# Average ufc event length?



## MILFHunter947

Hey guys i wanna know how long a UFC event is on average, because here in egypt, theyre gonna be showing ufc 112 at 8:00 and at 10:00 theres gonna be a real madrid vs barcelona game which i also want to see. My guess is that its 2 hours, or maybe less, so can anyone enlighten me on this cuz this would really help. Thanks a lot guys


----------



## Leed

It's about 2 hours, so I'll guess you will make it.


----------



## Dan0

I tried to answer your question, but then your username sidetracked my attention.


----------



## MILFHunter947

Dan0 said:


> I tried to answer your question, but then your username sidetracked my attention.


Lol and you ended up goin to the website hahaha


----------



## kay_o_ken

you wont miss much of your game if any, events are usually between 2-2.5hrs long. even if the event went 2.5hrs you prolly wouldn miss more than like 10-15min of play anyways so watch both! sounds like a good night to me lol


----------



## MILFHunter947

kay_o_ken said:


> you wont miss much of your game if any, events are usually between 2-2.5hrs long. even if the event went 2.5hrs you prolly wouldn miss more than like 10-15min of play anyways so watch both! sounds like a good night to me lol


Yea bro it will, good news is, i found out its gonna be at 7:00 so no more worries


----------



## Inkdot

MILFHunter947 said:


> Yea bro it will, good news is, i found out its gonna be at 7:00 so no more worries


In Sweden El Clásico game starts 21:55, then directly after in the _same channel_ the late showing of UFC starts at 00:30. :thumb02:

I would have prefereed if they aired the early showing of UFC. It is rare for us to watch it at any decent time. Its usually 04:00 in the morning/night.


Oh btw, Ill cheer for Barça of course!


----------



## tufufcboy

depends normally its around 3 hours without title on the line if title on the line its about 3 and a half and this could quite easily be 4 hours with 2 title shots


----------



## luckbox

Inkdot said:


> In Sweden El Clásico game starts 21:55, then directly after in the _same channel_ the late showing of UFC starts at 00:30. :thumb02:


Hell yeah, UFC 112 and El Classico.
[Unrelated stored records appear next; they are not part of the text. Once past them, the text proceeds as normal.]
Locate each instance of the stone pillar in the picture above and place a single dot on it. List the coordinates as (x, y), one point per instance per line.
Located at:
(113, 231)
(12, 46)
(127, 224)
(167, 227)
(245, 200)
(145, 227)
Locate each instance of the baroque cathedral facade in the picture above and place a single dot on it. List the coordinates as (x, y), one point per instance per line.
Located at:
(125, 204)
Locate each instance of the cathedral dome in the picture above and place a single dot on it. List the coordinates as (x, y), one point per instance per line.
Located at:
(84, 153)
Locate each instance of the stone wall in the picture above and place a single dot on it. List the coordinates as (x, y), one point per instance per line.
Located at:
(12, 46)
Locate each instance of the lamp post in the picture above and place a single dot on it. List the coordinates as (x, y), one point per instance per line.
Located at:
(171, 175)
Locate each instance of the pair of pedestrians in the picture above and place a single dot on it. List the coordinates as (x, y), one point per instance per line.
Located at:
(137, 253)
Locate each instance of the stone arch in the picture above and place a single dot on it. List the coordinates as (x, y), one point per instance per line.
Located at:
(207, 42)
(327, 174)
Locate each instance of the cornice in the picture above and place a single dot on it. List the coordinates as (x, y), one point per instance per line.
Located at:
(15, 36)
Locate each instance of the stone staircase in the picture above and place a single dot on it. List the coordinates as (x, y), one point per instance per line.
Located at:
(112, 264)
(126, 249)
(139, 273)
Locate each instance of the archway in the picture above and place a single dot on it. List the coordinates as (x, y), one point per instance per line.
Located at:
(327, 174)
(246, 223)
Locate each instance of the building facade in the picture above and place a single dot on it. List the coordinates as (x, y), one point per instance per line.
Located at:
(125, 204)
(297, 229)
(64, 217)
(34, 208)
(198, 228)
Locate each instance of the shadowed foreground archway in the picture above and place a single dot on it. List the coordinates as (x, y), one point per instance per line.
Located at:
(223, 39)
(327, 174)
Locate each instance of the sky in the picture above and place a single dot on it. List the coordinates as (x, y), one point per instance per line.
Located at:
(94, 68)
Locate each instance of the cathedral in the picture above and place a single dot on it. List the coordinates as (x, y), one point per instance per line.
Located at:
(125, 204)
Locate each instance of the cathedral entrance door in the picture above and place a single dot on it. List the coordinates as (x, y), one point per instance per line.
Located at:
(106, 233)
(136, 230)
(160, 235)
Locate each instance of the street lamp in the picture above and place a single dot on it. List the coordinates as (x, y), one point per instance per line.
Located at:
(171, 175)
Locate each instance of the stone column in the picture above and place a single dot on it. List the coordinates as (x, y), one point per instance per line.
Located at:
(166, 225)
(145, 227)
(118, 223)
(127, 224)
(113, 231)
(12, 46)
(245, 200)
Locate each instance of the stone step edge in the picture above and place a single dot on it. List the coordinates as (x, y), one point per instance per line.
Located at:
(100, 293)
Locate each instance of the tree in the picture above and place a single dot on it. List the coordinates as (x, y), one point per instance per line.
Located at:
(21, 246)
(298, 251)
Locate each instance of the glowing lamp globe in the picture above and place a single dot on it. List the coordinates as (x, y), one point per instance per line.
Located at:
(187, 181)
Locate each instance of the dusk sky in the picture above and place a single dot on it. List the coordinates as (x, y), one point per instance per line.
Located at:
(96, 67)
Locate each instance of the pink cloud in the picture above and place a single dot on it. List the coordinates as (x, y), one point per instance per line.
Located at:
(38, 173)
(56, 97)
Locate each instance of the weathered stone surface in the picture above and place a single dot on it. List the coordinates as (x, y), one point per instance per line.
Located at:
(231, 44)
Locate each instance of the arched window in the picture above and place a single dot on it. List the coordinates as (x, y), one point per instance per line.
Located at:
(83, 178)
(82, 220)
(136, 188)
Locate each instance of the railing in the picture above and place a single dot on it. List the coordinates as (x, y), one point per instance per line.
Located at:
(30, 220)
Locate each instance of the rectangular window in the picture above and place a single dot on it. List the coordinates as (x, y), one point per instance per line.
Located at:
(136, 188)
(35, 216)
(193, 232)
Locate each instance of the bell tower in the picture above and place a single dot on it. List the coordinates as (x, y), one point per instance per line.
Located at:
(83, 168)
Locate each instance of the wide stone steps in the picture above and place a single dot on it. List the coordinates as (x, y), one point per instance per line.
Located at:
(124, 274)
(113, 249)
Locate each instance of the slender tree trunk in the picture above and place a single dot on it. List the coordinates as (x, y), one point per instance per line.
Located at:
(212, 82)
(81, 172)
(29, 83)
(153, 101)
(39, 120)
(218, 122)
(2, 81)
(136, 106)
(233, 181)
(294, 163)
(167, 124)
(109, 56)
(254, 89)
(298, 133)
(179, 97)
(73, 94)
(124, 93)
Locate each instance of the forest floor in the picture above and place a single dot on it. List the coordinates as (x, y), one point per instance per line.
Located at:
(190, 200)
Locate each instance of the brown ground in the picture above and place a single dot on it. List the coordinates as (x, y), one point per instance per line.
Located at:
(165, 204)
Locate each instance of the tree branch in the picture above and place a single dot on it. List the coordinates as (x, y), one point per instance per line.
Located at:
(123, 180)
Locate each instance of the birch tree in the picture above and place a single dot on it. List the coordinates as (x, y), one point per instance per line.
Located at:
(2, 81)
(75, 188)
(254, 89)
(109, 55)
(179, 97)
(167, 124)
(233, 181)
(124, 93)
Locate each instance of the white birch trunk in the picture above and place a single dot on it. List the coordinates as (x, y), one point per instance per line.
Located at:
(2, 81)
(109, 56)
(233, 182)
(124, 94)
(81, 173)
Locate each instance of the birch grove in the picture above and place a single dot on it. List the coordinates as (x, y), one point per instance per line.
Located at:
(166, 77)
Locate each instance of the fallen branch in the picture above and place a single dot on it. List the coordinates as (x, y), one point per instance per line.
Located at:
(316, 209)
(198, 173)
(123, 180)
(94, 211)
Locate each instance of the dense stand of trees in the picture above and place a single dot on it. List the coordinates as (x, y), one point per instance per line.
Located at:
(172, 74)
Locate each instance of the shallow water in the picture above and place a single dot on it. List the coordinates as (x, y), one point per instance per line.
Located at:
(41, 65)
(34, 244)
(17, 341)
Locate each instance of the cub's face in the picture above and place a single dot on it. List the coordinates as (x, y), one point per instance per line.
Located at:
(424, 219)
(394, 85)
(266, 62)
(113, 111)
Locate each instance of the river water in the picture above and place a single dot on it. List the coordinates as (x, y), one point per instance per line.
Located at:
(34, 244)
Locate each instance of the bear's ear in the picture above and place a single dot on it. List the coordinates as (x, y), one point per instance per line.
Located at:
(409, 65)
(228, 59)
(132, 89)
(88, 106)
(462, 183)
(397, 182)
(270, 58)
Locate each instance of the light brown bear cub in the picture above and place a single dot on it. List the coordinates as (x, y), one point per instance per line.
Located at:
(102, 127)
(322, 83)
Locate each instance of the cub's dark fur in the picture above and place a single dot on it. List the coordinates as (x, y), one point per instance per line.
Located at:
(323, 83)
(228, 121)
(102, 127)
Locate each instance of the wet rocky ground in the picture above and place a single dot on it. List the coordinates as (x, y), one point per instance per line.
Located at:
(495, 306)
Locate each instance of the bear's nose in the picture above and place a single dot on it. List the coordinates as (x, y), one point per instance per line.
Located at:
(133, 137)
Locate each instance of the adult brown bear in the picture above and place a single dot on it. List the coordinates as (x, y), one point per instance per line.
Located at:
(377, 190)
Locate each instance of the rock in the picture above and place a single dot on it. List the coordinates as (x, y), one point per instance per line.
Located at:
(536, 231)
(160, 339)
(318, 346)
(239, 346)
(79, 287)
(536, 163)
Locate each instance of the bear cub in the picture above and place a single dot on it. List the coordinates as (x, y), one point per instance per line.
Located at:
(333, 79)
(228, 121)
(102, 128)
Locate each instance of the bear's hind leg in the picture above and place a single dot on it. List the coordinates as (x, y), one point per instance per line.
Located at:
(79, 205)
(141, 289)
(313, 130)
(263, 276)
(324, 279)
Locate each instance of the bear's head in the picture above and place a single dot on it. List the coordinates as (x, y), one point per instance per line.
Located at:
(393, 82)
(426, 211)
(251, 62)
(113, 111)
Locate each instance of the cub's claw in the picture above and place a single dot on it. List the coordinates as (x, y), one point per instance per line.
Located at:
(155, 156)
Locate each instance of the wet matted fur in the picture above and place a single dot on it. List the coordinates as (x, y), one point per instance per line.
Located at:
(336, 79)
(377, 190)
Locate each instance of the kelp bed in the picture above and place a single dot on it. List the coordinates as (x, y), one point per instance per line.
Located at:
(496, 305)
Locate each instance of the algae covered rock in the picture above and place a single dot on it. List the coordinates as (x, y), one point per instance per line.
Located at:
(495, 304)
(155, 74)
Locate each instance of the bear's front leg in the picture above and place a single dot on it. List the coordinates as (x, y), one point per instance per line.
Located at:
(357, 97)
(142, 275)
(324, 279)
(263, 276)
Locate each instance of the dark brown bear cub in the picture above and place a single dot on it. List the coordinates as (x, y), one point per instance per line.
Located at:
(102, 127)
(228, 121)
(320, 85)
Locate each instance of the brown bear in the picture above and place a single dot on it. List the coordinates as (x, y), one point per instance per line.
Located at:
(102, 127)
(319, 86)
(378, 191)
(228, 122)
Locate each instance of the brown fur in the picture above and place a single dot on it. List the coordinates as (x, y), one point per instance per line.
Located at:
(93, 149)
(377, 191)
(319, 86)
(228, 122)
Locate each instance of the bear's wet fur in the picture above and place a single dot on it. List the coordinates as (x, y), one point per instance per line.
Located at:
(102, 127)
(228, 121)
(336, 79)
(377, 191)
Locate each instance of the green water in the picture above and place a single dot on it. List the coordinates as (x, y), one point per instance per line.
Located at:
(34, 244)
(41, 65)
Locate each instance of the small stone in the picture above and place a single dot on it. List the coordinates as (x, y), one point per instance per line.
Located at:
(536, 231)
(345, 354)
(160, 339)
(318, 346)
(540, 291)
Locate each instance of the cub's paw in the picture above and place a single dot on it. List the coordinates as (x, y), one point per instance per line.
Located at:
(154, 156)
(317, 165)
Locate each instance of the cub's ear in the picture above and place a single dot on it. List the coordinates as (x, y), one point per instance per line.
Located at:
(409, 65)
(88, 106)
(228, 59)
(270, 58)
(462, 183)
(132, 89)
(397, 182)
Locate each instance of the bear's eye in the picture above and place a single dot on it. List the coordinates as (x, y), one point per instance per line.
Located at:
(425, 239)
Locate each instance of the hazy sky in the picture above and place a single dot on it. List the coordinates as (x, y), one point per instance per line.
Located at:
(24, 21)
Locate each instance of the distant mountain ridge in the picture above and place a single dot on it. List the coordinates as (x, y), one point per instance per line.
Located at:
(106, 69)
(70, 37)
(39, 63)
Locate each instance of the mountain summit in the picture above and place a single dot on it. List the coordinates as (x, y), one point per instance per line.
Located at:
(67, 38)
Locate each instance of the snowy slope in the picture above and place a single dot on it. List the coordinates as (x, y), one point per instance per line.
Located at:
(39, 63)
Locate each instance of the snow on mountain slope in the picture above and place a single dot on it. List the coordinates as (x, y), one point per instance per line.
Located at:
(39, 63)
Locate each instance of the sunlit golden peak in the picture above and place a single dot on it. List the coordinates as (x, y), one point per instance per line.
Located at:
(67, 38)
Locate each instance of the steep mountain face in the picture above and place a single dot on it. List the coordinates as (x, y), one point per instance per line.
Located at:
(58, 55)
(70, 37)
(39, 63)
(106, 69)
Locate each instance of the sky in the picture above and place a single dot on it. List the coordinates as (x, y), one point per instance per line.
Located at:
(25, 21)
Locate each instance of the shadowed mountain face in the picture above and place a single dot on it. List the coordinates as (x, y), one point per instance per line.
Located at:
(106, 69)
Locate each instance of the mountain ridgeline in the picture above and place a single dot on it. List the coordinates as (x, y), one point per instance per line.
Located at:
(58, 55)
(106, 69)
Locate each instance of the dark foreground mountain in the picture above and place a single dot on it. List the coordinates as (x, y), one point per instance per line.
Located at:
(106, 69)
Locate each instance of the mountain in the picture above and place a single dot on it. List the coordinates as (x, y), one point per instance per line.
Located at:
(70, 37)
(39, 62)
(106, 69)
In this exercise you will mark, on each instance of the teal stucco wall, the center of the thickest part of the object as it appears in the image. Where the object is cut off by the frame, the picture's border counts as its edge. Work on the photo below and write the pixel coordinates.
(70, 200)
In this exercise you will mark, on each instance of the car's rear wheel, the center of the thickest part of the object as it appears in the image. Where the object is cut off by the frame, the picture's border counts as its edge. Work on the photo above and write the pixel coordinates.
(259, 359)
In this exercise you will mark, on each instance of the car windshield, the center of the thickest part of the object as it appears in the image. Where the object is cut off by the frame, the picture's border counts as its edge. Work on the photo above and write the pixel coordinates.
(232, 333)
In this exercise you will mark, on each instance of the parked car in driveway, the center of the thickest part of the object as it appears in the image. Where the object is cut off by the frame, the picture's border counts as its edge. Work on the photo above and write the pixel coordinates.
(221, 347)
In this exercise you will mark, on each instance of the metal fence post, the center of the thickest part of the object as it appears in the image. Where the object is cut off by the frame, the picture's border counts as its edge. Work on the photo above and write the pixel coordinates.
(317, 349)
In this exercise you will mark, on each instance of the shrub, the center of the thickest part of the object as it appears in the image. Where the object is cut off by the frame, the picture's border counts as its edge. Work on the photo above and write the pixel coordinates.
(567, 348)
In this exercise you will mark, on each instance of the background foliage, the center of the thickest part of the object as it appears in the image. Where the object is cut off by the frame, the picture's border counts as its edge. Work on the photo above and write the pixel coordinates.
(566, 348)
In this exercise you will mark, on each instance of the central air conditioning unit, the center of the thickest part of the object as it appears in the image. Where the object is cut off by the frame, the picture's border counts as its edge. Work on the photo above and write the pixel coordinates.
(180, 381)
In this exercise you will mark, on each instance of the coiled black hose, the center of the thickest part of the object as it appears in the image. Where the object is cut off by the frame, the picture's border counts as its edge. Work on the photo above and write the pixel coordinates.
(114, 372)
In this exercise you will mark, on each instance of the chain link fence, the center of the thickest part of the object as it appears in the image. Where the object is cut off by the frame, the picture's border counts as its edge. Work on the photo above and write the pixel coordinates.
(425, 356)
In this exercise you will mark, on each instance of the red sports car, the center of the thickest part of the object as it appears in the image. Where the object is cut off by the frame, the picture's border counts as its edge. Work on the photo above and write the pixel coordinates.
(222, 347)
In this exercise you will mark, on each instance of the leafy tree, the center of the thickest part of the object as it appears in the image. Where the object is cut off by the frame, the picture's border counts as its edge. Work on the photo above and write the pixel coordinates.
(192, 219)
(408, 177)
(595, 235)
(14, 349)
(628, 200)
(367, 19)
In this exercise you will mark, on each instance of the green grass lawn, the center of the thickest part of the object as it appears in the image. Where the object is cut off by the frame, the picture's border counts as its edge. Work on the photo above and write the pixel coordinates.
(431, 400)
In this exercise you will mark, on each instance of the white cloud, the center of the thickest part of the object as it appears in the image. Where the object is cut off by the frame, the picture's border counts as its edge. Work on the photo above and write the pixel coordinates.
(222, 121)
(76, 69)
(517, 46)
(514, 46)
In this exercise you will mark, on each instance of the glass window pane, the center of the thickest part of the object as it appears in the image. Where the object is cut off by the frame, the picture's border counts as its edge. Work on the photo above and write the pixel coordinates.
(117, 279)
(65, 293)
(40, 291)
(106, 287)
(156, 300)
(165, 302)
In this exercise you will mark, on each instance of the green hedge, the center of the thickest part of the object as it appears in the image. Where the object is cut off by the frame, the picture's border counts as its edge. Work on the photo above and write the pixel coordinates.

Can't get much better then that.


----------



## DJ Syko

i think you will miss the first half mate, UFC is scheduled for 3 hours and with 2 title fights it could use the whole time slot. I wanna watch the game too, but no way will i miss a second of the UFC for it.


----------



## Spec0688

UFC is usually 2.5-3 hours long, it usually ends 12:30-1am EST when it starts at 10, and there are 2 title fights so you can add a extra 20 minutes to the average length.

Although the Silva vs Maia fight wont get passed 2nd round, who knows how long Edgar will last...lol


----------